Osadchii Oleg E
Department of Biomedical Sciences, University of Copenhagen, Copenhagen N, Denmark and Department of Health Science and Technology, University of Aalborg , Aalborg , Denmark.
Scand Cardiovasc J. 2014 Dec;48(6):357-67. doi: 10.3109/14017431.2014.976256. Epub 2014 Nov 14.

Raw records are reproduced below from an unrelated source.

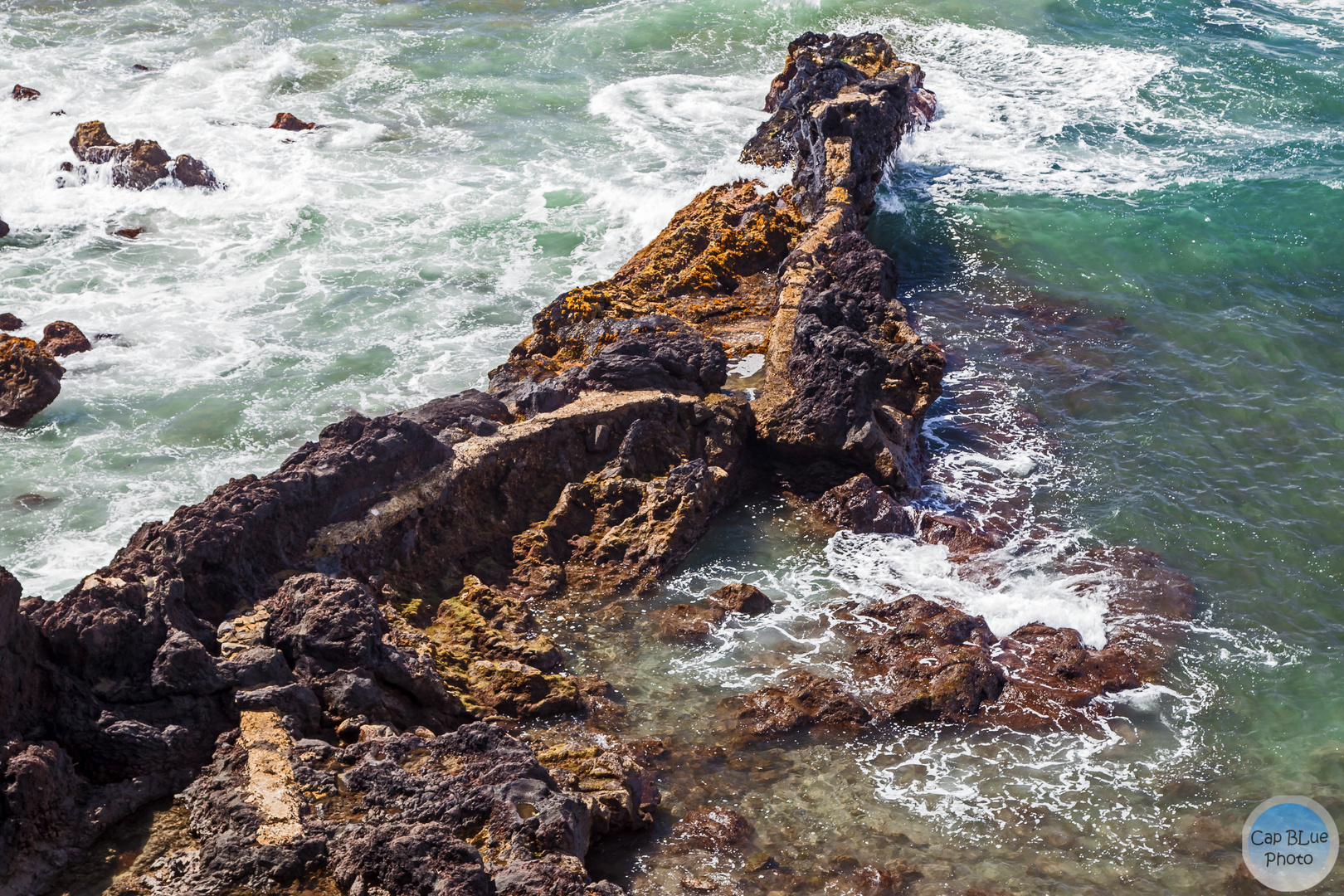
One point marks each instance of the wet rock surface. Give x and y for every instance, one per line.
x=285, y=121
x=62, y=338
x=319, y=666
x=30, y=379
x=139, y=164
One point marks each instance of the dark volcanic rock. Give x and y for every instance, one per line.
x=925, y=661
x=470, y=811
x=799, y=702
x=139, y=164
x=285, y=121
x=741, y=598
x=30, y=381
x=854, y=386
x=63, y=338
x=862, y=507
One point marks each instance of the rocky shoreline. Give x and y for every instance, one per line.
x=324, y=668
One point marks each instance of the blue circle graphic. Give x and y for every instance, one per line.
x=1289, y=843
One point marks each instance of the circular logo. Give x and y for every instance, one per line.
x=1291, y=843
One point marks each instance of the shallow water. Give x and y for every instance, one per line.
x=1125, y=226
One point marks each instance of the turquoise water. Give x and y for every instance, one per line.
x=1127, y=226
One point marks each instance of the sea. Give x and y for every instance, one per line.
x=1125, y=225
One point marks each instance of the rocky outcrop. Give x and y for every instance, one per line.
x=695, y=624
x=139, y=164
x=470, y=811
x=285, y=121
x=30, y=379
x=917, y=661
x=62, y=338
x=862, y=507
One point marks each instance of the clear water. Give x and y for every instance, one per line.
x=1127, y=226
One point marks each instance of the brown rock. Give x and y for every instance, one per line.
x=960, y=536
x=862, y=507
x=63, y=338
x=30, y=381
x=926, y=661
x=1051, y=679
x=746, y=599
x=800, y=700
x=713, y=828
x=686, y=622
x=285, y=121
x=139, y=164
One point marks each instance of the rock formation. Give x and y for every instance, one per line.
x=321, y=663
x=139, y=164
x=62, y=338
x=30, y=379
x=285, y=121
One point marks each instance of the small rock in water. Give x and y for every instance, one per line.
x=285, y=121
x=30, y=381
x=714, y=828
x=63, y=338
x=686, y=622
x=34, y=501
x=746, y=599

In the clinical setting, patients with slower resting heart rate are less prone to cardiovascular death compared with those with elevated heart rate. However, electrophysiological adaptations associated with reduced cardiac rhythm have not been thoroughly explored. In this study, relationships between intrinsic heart rate and arrhythmic susceptibility were examined by assessments of action potential duration (APD) rate adaptation and inducibility of repolarization alternans in sinoatrial node (SAN)-driven and atrioventricular (AV)-blocked guinea-pig hearts perfused with Langendorff apparatus.
Electrocardiograms, epicardial monophasic action potentials, and effective refractory periods (ERP) were assessed in normokalemic and hypokalemic conditions.

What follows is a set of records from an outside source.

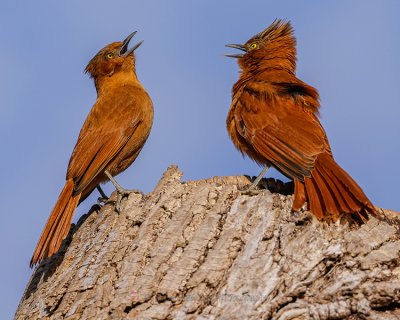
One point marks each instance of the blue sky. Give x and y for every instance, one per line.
x=348, y=50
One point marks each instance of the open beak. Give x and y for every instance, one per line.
x=236, y=46
x=124, y=48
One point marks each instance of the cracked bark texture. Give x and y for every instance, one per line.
x=202, y=250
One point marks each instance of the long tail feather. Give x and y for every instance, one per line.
x=58, y=224
x=331, y=192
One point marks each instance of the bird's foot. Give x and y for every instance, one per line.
x=251, y=192
x=123, y=193
x=103, y=198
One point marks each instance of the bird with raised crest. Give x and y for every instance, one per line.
x=111, y=138
x=273, y=119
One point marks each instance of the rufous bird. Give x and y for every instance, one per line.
x=273, y=119
x=111, y=138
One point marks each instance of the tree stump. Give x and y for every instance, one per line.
x=202, y=250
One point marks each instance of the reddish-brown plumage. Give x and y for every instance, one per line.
x=111, y=138
x=274, y=120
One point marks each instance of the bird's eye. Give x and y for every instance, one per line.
x=253, y=46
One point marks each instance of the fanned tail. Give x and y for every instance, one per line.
x=58, y=224
x=331, y=192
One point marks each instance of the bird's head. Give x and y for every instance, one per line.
x=113, y=58
x=274, y=47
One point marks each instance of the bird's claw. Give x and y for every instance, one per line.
x=123, y=193
x=251, y=192
x=101, y=200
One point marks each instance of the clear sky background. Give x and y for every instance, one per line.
x=348, y=50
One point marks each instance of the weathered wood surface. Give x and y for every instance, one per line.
x=201, y=250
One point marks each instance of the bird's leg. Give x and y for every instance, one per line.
x=103, y=197
x=121, y=191
x=251, y=189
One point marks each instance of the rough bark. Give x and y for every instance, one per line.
x=202, y=250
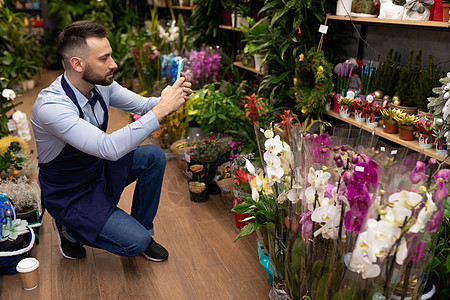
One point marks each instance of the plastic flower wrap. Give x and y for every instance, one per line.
x=346, y=216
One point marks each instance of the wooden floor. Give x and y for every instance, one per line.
x=204, y=262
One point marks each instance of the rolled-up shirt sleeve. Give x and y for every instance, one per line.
x=56, y=121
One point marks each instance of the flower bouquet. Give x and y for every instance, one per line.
x=389, y=123
x=425, y=130
x=372, y=112
x=406, y=126
x=358, y=107
x=344, y=106
x=344, y=220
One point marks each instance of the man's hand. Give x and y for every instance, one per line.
x=173, y=97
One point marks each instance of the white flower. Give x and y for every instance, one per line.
x=405, y=199
x=9, y=94
x=424, y=216
x=274, y=144
x=250, y=167
x=255, y=194
x=362, y=265
x=268, y=134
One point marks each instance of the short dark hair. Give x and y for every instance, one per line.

Slower basal heart rate in AV-blocked hearts was associated with prolonged ventricular repolarization during spontaneous beating, and with attenuated APD shortening at increased cardiac activation rates during dynamic pacing, when compared with SAN-driven hearts. During hypokalemic perfusion, the inducibility of repolarization alternans and tachyarrhythmia by rapid pacing was found to be lower in AV-blocked hearts. This difference was ascribed to prolonged ERP in the setting of reduced basal heart rate, which prevented ventricular capture at critically short pacing intervals required to induce arrhythmia.
Reduced basal heart rate is associated with electrophysiological changes that prevent electrical instability upon an abrupt cardiac acceleration.
在临床环境中,静息心率较慢的患者与心率升高的患者相比,发生心血管死亡的可能性较小。然而,与心律降低相关的电生理适应性尚未得到充分研究。在本研究中,通过评估动作电位时程(APD)的心率适应性以及在使用Langendorff装置灌注的窦房结(SAN)驱动和房室(AV)阻滞豚鼠心脏中复极化交替的诱导性,研究了固有心率与心律失常易感性之间的关系。
在正常血钾和低钾血症条件下评估心电图、心外膜单相动作电位和有效不应期(ERP)。
与SAN驱动的心脏相比,AV阻滞心脏的基础心率较慢与自发搏动期间心室复极延长有关,并且与动态起搏期间心脏激活率增加时APD缩短减弱有关。在低钾灌注期间,发现AV阻滞心脏通过快速起搏诱导复极化交替和快速心律失常的可能性较低。这种差异归因于基础心率降低时ERP延长,这阻止了在诱导心律失常所需的极短起搏间期时心室夺获。
基础心率降低与电生理变化有关,这些变化可防止心脏突然加速时的电不稳定。